Monday Medley - A potpourri of interesting experiences, articles, posts from fellow bloggers which we liked, books we loved, interesting images of fellow travellers or images from our own portfolio. Published on Sundays. We hope it will be a good start to the week ahead......

We were in Bidar in North Karnataka on Vijaya Dashami day. This is the last day of Dasara or Navaratri which is a major festival and one of the few which is celebrated across the country.

We did not expect to see with Ravan and companions in the city. It was surprising to see the effigies of Ravan, Kumbhakaran and Meghnad in the heart of the city as Ram Leela is generally celebrated in North India. The enthusiastic local youth were preparing the Ram Leela ground for Ravan Dhahan or burning of Ravan's effigy in the evening.

The effigies themselves were colourful. All three of them sported thick Moustache typical of the region. The dress they worn was also like the ones traditionally worn by the people in the region.

The facial expression of Ravan said it all. He seems to resigned to his karma where as Kumbhakaran and Meghnad seemed to ready for another bout of fight!

We asked the organisers if we can click these pictures on a sunny afternoon with few clouds hanging in the sky.

There you are. The three demons basking in the sun.

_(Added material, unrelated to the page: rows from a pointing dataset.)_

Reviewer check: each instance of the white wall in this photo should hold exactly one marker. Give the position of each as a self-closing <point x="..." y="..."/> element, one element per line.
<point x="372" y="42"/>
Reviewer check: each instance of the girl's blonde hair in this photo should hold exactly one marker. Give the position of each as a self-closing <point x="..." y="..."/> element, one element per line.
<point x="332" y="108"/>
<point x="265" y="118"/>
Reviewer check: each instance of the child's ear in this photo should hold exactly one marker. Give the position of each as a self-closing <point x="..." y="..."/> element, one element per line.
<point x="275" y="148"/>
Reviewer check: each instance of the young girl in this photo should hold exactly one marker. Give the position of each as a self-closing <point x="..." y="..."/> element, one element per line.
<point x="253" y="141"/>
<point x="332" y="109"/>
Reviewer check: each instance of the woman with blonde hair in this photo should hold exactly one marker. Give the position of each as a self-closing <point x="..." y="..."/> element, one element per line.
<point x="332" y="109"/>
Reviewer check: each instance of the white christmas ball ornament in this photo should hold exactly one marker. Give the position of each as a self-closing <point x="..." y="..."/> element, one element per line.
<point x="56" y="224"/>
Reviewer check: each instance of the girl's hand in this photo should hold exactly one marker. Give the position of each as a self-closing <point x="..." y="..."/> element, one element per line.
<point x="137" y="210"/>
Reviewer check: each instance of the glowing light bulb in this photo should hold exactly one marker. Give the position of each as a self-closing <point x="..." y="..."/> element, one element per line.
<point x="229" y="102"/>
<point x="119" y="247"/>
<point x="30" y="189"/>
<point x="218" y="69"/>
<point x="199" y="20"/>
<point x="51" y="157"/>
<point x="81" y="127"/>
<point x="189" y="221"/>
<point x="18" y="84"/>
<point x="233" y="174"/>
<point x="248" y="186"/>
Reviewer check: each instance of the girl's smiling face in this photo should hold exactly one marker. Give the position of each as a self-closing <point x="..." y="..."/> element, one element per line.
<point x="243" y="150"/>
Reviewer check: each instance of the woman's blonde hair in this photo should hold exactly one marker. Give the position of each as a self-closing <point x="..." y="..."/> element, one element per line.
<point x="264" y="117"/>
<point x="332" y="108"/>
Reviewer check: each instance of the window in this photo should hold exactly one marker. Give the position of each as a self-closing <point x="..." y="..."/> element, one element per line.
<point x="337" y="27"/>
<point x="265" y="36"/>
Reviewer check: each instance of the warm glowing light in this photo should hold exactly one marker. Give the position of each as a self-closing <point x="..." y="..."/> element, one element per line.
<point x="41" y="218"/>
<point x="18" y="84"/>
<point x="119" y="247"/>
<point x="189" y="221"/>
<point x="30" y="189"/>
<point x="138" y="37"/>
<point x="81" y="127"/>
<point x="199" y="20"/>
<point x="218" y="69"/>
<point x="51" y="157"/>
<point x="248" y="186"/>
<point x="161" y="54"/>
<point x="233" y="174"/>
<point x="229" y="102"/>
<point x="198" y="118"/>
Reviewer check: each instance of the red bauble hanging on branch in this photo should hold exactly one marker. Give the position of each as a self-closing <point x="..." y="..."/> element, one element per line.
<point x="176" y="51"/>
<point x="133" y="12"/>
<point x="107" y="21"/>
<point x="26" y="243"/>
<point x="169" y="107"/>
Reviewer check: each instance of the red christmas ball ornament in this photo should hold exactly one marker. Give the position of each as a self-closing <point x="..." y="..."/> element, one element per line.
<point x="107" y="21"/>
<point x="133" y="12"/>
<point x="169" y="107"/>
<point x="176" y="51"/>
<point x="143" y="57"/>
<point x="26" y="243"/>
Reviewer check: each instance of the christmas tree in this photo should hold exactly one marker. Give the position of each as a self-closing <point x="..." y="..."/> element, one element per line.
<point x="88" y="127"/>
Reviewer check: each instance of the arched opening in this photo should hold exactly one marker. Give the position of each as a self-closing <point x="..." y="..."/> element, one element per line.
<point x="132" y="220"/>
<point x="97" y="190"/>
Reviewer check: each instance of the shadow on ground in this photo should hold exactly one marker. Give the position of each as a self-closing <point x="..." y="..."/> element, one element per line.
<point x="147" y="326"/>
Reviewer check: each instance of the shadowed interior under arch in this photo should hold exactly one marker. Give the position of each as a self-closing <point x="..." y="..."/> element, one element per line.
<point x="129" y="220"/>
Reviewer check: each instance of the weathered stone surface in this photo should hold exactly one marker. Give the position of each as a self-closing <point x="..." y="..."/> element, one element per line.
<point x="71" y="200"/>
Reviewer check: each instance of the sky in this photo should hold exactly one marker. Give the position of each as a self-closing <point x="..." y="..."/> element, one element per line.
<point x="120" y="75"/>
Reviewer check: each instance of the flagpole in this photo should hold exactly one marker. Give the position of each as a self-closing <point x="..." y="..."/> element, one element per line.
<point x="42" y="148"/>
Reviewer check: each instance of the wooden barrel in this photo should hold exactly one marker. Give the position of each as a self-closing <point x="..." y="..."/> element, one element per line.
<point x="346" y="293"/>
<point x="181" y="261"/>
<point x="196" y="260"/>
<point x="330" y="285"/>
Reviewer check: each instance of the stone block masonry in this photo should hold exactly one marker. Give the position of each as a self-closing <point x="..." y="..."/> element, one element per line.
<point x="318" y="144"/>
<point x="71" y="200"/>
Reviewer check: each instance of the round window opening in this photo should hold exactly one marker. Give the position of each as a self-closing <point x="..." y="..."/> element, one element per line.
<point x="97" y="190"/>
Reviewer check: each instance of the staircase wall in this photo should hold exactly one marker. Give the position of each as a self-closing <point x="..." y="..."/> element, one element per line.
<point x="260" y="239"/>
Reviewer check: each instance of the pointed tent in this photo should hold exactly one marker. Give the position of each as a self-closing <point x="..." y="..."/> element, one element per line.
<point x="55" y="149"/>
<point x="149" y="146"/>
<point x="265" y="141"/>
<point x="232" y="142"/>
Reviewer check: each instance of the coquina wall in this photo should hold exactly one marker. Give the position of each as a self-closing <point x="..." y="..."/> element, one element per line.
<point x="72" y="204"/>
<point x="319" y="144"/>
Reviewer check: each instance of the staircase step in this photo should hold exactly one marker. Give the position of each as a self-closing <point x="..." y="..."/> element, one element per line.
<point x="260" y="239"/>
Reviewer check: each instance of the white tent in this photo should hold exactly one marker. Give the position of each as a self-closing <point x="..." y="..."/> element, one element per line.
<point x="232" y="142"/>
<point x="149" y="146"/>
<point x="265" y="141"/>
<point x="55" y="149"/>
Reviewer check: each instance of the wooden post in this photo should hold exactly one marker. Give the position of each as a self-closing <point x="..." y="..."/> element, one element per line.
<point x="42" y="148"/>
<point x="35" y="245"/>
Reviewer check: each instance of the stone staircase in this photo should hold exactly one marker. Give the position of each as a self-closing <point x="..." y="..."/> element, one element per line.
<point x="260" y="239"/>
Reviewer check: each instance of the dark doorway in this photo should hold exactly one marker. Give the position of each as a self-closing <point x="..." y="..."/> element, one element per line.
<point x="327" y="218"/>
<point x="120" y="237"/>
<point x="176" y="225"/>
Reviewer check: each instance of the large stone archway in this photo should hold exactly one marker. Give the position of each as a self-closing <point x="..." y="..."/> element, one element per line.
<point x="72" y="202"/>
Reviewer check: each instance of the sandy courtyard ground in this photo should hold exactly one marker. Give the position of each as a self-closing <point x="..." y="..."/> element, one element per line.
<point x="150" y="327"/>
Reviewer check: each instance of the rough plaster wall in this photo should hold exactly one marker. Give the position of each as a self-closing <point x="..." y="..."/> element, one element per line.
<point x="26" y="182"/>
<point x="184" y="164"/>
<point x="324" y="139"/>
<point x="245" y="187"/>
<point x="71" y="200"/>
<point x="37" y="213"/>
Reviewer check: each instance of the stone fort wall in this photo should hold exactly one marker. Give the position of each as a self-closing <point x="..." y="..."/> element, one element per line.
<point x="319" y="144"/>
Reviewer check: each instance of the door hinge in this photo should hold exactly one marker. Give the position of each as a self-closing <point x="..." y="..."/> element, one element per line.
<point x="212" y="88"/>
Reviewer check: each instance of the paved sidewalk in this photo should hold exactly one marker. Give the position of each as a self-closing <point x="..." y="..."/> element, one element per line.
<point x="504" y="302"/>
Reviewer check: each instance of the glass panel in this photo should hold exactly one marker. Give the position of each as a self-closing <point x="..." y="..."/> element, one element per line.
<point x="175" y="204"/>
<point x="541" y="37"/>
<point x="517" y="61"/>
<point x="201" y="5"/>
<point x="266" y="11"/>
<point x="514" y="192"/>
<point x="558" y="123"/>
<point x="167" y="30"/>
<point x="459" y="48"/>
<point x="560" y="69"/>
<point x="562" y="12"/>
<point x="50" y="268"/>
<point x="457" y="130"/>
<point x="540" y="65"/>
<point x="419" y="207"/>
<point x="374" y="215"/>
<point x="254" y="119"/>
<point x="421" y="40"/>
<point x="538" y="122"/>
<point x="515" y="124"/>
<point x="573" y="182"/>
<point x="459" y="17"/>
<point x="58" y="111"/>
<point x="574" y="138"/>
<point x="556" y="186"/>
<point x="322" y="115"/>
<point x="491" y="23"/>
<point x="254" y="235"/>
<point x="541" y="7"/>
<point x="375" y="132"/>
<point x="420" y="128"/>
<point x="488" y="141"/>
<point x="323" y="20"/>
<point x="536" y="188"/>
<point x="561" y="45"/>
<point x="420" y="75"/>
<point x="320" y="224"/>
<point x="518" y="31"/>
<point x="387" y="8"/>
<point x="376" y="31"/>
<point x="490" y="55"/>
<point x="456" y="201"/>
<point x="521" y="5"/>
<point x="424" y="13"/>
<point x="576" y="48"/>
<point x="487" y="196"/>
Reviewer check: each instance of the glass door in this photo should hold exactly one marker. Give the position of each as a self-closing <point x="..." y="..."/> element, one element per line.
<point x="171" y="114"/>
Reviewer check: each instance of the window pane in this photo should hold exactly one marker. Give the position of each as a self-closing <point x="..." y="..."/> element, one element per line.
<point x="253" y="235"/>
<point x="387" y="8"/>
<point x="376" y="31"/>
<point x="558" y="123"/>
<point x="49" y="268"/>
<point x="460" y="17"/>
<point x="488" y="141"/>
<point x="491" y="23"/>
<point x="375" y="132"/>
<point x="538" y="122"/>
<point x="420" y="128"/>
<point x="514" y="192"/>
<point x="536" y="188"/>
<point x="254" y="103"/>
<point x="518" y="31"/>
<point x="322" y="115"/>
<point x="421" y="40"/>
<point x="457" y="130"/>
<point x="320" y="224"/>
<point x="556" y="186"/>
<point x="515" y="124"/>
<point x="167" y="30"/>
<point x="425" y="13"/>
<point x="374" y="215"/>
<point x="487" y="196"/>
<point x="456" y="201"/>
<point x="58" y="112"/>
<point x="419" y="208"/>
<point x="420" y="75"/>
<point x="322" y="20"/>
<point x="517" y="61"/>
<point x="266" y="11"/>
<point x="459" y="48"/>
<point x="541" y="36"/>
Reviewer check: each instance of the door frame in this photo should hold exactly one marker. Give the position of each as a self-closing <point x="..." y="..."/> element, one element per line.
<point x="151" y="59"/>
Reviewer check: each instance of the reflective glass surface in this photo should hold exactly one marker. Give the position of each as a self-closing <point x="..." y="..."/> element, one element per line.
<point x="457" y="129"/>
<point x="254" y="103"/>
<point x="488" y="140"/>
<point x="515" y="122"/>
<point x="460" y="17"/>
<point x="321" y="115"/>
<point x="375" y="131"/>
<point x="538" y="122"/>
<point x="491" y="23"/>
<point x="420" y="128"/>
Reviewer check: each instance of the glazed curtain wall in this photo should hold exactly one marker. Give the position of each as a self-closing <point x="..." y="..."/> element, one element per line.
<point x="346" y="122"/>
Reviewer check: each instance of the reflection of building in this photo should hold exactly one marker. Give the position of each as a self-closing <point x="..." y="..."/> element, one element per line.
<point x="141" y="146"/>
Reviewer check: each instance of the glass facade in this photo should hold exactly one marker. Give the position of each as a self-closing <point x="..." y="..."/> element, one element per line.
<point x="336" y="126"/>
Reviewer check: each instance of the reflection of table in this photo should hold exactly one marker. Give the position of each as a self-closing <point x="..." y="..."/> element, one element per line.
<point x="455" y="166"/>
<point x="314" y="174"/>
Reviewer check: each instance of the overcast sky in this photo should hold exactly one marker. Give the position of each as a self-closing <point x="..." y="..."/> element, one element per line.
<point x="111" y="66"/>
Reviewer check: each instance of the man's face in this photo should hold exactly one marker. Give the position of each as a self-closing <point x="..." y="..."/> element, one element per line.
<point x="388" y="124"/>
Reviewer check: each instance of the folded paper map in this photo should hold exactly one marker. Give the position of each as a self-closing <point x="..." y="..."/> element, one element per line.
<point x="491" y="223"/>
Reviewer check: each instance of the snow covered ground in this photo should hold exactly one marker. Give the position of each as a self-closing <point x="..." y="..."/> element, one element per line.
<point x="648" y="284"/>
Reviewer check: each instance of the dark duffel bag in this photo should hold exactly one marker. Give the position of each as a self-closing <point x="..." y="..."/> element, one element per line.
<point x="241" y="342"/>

Click on the picture to see it in original size.


Postscript - Ravan, Kumbhakaran and Meghnad are three important characters in Indian Epic Ramayana. Ram Leela is a tradition of village theater played out in North India depicting the story of Ramayana on the stage during the week of Dasara. The effigies are burnt on the last day of Navratri symbolising defeat of Ravan at the hands of Ram.